C'était un gros risque qu'elle prenait, là. Mais ils n'avaient pas fait toutes ces missions ensemble sans qu'il ne finisse par ressentir ne serait-ce que de la sympathie pour elle ? Oui, elle voulait y croire, malgré toutes les preuves du contraire. C'était souvent comme ça dans les histoires. Elle claqua bien fort la porte derrière elle et reprit le chemin de sa maison.

Sesheta croyait aux histoires. Plus que tout, elle croyait à celle la. Pas parce qu'elle était plus intéressante ou mieux écrite qu'une autre. Elle y croyait parce que cette histoire lui arrivait à elle.

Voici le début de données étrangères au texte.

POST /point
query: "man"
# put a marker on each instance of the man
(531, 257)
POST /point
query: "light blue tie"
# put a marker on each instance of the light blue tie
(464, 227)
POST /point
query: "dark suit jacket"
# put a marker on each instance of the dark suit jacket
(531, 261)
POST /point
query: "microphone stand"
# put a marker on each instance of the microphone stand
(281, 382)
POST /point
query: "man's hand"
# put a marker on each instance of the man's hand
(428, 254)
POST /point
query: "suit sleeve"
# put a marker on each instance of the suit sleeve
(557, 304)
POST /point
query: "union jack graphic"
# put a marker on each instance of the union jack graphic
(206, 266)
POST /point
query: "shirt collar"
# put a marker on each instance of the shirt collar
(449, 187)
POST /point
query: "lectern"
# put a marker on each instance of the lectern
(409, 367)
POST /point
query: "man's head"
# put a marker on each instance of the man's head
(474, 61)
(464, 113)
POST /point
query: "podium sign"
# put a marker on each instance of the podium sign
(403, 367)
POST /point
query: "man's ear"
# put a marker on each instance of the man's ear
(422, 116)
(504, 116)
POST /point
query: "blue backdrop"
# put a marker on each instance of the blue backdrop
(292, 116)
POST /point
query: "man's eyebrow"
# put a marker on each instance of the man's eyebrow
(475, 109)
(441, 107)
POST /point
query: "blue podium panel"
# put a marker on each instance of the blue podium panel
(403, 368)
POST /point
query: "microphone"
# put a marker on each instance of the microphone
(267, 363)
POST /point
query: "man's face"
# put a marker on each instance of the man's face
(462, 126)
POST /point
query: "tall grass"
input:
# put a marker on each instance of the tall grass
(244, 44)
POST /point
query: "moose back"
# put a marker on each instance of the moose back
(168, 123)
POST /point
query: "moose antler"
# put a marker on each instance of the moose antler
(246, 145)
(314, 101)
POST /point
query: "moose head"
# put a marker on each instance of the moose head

Parce que pour une fois, elle ne se contentait pas d'observer. Parce que leur investigation n'avait pas été ordonnée par la hiérarchie, mais qu'un garçon croisé par hasard en haut d'une colline l'avait guidée vers l'histoire. Ce Sora avec son air mutin, cet échevelé souriant qui n'était pas revenu et qui avait la clé de tout ça. Le fragment était à lui... "en... quelque sorte." Qu'il ne soit pas venu le récupérer était un signe de plus : c'était à elle de jouer. Elle allait trouver ce fragment, le reprendre à la voleuse, puis elle allait le trouver lui, lui botter le cul parce qu'il n'était pas revenu et l'étrangler pour lui faire dégorger la fin de l'histoire.

Elle passa la nuit à dessiner. Le lendemain au QG, Lutz l'invita dans la salle d'écoute. Le robot bloqua la porte puis, de son air impertubable et sans un mot, il lui tendit quatre cylindres métalliques. Alors, et ça faisait bien longtemps, elle lui sourit.